Port Washington, N.Y.
In a possible sign of softening economic pressure for consumer electronics devices, consumers continued to snap up flat-panel TVs, Blu-ray Disc players, netbooks, e-readers, GPS devices and digital cameras from a year ago, according The
2010 Consumer Technology Household Online Penetration Study.
The study polled more than 2,400 respondents from NPD's proprietary opt-in online consumer panel in mid-April 2010, in order to assess household penetration rates for CE devices.
In the home, flat-panel TVs grew slightly to 64 percent, up from 61 percent in 2009, while the percentage of households with two or more flat-panel televisions remained flat, NPD said.
The broadening penetration of HDTV coupled with lower player prices, however, proved to be a boon for stand-alone Blu-ray players, which nearly doubled since last year, going from just 6 percent in 2009 to 11 percent in 2010. The survey indicated that deep discounting during the 2009 holiday season was a key factor for the increase.
While the PC market continued to be driven by replacement with overall notebook penetration remaining flat, netbook penetration nearly doubled, moving from 4 percent in 2009 to 8 percent in 2010. PC sales were driven in part by the release of new operating systems from Microsoft and Apple, NPD said.
"Consumers are flocking to products that offer slim profiles and access to digital content," stated Ross Rubin, NDP industry analysis executive director. "Devices such as Blu-ray players, netbooks and e-readers are being used to enable rich, connected experiences."
E-readers, including Amazon's Kindle and Sony's Reader, continued to be among the CE high points coming off of the 2009 holiday season, with household penetration reaching 5 percent.
Flash-memory-based camcorders saw household penetration jump from 5 percent last year to 10 percent, as consumers were attracted to declining prices and better recording quality.
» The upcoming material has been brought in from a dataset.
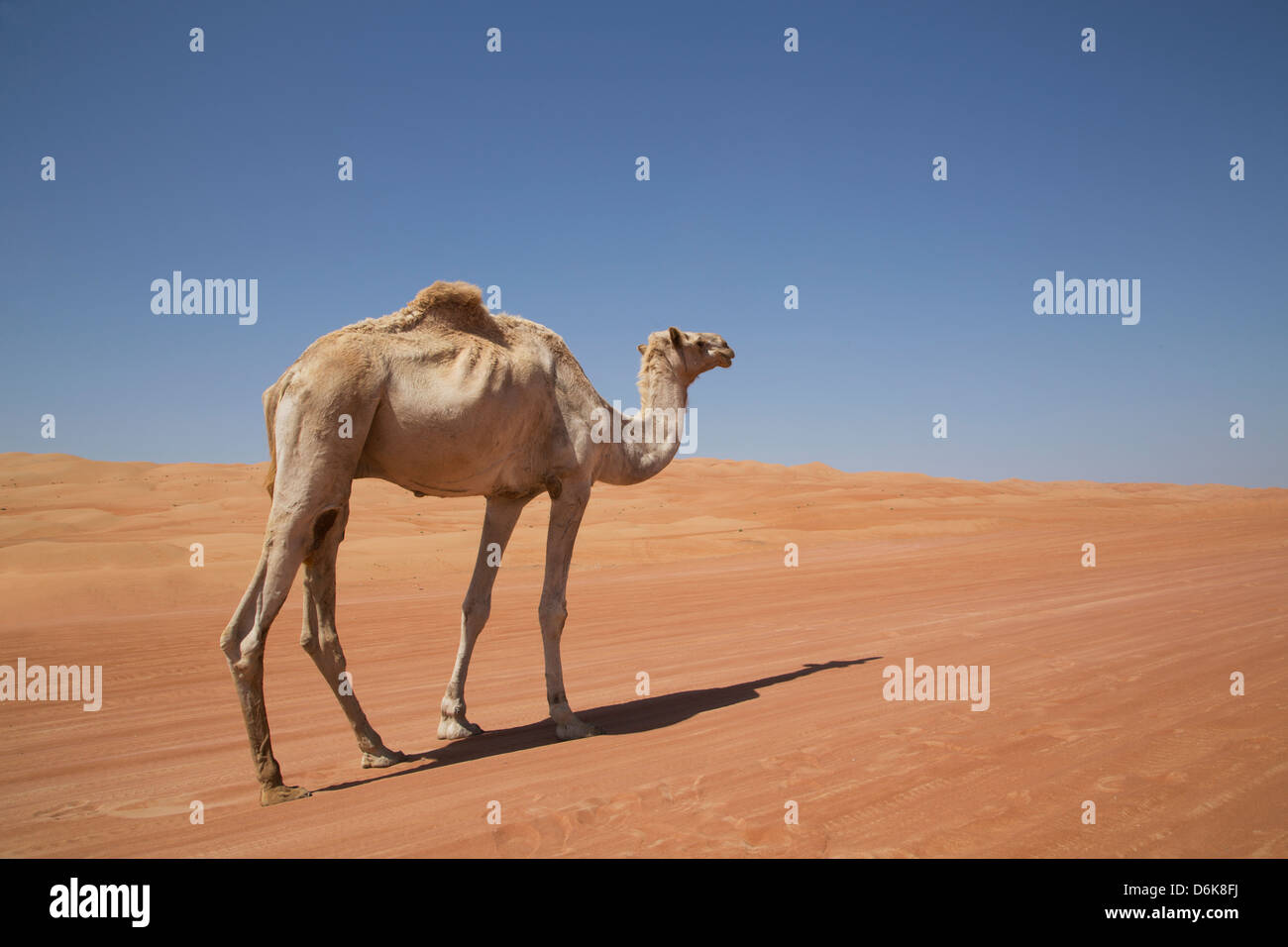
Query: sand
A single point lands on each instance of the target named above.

NPD said the category still has plenty of room for growth in the coming years.
The market research firm said certain consumer segments are driving that penetration rate faster than others, as households with children had a 13 percent penetration rate vs. 9 percent of those without children.
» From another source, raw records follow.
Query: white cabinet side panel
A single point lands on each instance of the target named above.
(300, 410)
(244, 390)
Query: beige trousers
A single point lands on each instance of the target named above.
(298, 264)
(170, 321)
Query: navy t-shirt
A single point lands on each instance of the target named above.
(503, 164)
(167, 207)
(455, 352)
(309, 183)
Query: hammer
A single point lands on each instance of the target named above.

Portable navigation devices are now found in nearly 40 percent of U.S. households, up from 30 percent in 2009, NPD said. Low average prices, data-plan-free usage and simplicity of use have helped the category hold up against competition from cellphones.
Compact digital cameras have plateaued at 73 percent, the survey found, but more and more homes are adding two or more cameras. Households with two or more cameras rose from 22 percent in 2009 to 25 percent in 2010, NPD said. However, those who had funds to spend were able to invest in more creative imaging devices.
For example, d-SLRs, at 11 percent household penetration, didn't see an overall increase in household penetration, but penetration rose from 18 percent in 2009 to 22 percent among more affluent households.